Well, readers, I had a real parenting fail recently.
I was cutting the gross stuff off some raw chicken breast while Mikey worked out of an activity book at the kitchen table when the question came out of nowhere: “Mom, how do you spell axe?”
Innocent enough, right?
So, I told him. “A-X-E.”
A moment passed, then, “Mom, whatever happened to Axie.”
Now, if you recall from prior columns, Axie was the name Mikey gave to the pet fish he won at the Patterson Fire Department carnival TWO YEARS ago. He or she lived exactly three and half days before we found it belly up, “sleeping with its eyes open.”
We disappeared him. When the child was at daycare one day, we disposed of Axie and put away the cheap little Amazon tank and just pretended like he didn’t exist. And for a short time it worked! It was truly “out of sight, out of mind.”
About two months later he asked about the fish, and I panicked and said it was at the animal doctor. There was silence for another few months until he asked again, and again I said it was at the veterinarian.
Now, asked for a third time where the darn fish was, I decided it was time to be honest.
“Well, buddy …” I didn’t look at him as I answered. “I’m pretty sure he died. Actually, I’m sure he did.”
“How do you know?”
“The animal doctor told me.”
“Was he sick?”
“No, Mikey. Well, I don’t know, to be honest. But goldfish don’t really live very long.”

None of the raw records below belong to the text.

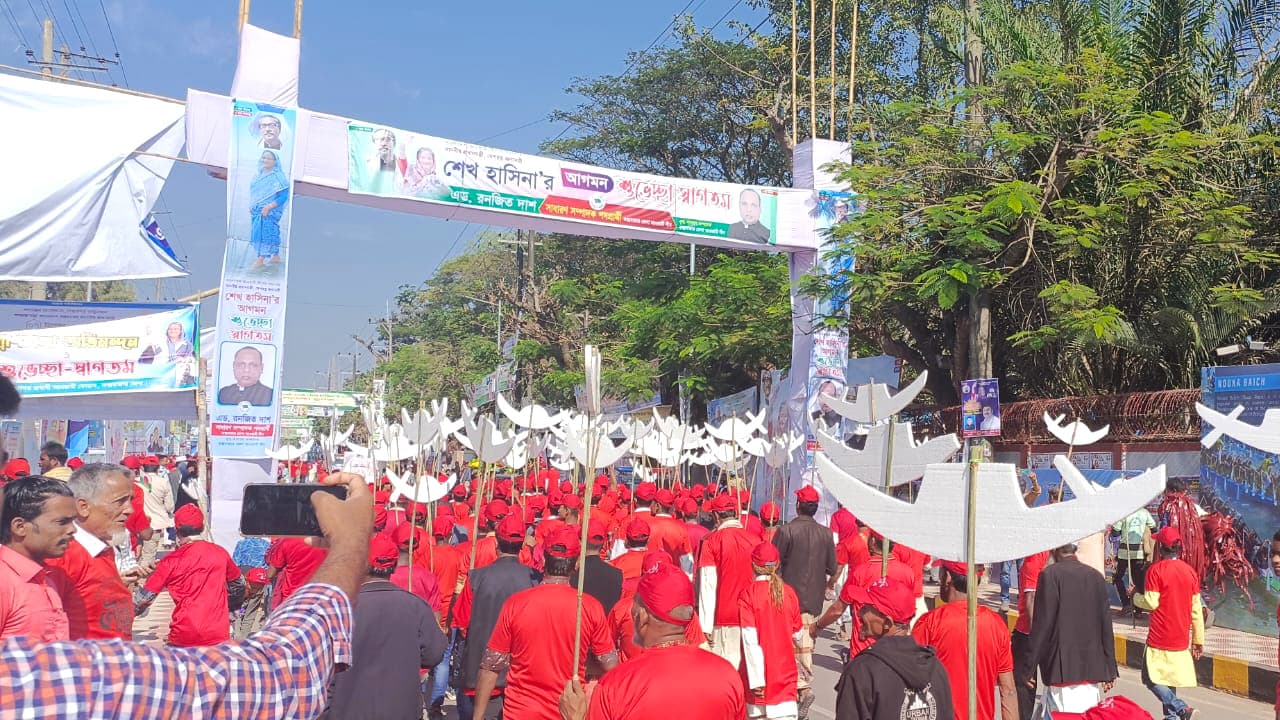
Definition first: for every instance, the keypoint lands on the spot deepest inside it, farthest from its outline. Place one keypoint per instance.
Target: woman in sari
(268, 195)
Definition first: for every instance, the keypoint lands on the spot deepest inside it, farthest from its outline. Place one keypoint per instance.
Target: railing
(1136, 417)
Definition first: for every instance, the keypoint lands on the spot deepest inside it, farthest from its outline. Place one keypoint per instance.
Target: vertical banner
(243, 406)
(819, 352)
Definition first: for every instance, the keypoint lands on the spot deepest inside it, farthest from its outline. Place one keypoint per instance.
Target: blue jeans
(1009, 570)
(1174, 706)
(440, 680)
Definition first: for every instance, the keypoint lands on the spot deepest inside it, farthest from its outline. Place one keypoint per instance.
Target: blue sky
(467, 72)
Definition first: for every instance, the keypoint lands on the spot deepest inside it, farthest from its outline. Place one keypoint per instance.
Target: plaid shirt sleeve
(280, 671)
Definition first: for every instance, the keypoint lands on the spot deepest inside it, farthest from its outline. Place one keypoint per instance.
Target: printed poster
(979, 408)
(155, 352)
(394, 163)
(247, 364)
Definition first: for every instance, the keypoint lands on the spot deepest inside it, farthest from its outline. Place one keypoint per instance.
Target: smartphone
(273, 509)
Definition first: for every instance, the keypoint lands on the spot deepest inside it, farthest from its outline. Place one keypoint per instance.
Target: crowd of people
(691, 605)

A moment of quiet, and then, “Is that because it was junk?”
So, let me explain this statement for you, because I know exactly where it came from …
It is not uncommon for the 6-year-old to win something at the arcade, or talk us into letting him buy something on the cheap, and when he immediately breaks it, both my husband and I tell him “that’s because it’s junk.”

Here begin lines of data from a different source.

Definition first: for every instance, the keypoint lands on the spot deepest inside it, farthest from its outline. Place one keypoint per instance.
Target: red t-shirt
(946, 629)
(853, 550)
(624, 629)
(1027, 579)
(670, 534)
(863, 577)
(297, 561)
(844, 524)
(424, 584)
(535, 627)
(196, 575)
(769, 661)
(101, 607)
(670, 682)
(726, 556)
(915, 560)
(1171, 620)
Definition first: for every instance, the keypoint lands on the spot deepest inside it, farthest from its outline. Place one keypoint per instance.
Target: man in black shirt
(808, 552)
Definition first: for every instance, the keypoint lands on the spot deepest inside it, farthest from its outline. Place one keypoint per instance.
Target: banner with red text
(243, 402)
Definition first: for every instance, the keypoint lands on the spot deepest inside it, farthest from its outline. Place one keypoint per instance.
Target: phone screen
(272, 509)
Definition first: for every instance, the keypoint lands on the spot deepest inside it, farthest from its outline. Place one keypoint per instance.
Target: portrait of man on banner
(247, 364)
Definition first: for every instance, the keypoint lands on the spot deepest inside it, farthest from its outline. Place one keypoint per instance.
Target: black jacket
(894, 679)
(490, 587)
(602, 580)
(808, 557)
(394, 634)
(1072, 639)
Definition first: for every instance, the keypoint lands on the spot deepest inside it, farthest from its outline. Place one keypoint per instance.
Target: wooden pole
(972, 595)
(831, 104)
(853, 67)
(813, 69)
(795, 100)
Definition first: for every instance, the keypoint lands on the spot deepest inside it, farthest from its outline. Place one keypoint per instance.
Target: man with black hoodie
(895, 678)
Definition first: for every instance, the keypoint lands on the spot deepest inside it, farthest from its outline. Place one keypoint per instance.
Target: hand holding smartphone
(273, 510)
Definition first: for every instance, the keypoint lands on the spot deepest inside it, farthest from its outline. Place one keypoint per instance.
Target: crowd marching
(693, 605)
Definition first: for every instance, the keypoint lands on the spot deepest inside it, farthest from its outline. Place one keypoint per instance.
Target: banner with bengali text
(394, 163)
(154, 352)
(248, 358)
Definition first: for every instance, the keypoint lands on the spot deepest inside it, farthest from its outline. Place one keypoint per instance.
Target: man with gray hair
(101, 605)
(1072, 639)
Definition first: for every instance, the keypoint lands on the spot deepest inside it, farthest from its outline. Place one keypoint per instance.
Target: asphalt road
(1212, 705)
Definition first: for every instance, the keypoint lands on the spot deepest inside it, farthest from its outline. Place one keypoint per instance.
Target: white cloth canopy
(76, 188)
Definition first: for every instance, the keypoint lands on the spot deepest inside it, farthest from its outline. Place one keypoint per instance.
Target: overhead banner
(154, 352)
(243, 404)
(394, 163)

We try to explain to him that instead of wasting $20 at the arcade winning enough tickets to get a kazoo, he could save that money and buy a legit toy at Walmart. But, obviously, that’s not nearly as entertaining for a kid.
And so he ends up with some little plastic toy that he breaks before we even get home and my husband or I yell to him in the backseat, “That’s because it’s junk.”
Fast forward to me trying to explain to him that a fish doesn’t have a long lifespan, and he relates to it being “junk.”
Oh, dear.
I said, “No, Mikey. It’s not junk. It’s a living thing and it is actually kind of sad that he (I took the liberty to give it a gender) died. But things die. Plants die and pets die, and even people die. Like Nonna. Remember her?”
He probably doesn’t remember Nonna because we tried to disappear her, too. We are terrible parents …
The questions continued.
“Did you flush him?”
“No.” Lie – I definitely flushed him. “We took him to the lake.” I don’t know why I felt the need to fib about that. Clearly, he heard from somewhere that dead fish get flushed, since he asked. But I panicked!
“So, why did he die, if he wasn’t sick?”
“Well, Mikey, sometimes fish just … die.”
“Was the water dirty?”
“Maybe.”
“Because we didn’t clean it.”
“No. Well, maybe. But it’s not our fault. It just happens.”
“Did we not feed him enough?”
“No! It wasn’t anyone’s fault. These things just happen.” My heart was officially breaking for the kid, so I offered up the first thing that came to my mind. “Do you want to get a new fish?”
An immediate, “No.”
Then it was me pausing, before asking, “Why not.”
“Because they’re junk.”
Another pause. “Yeah … Yeah, bud. They are junk.”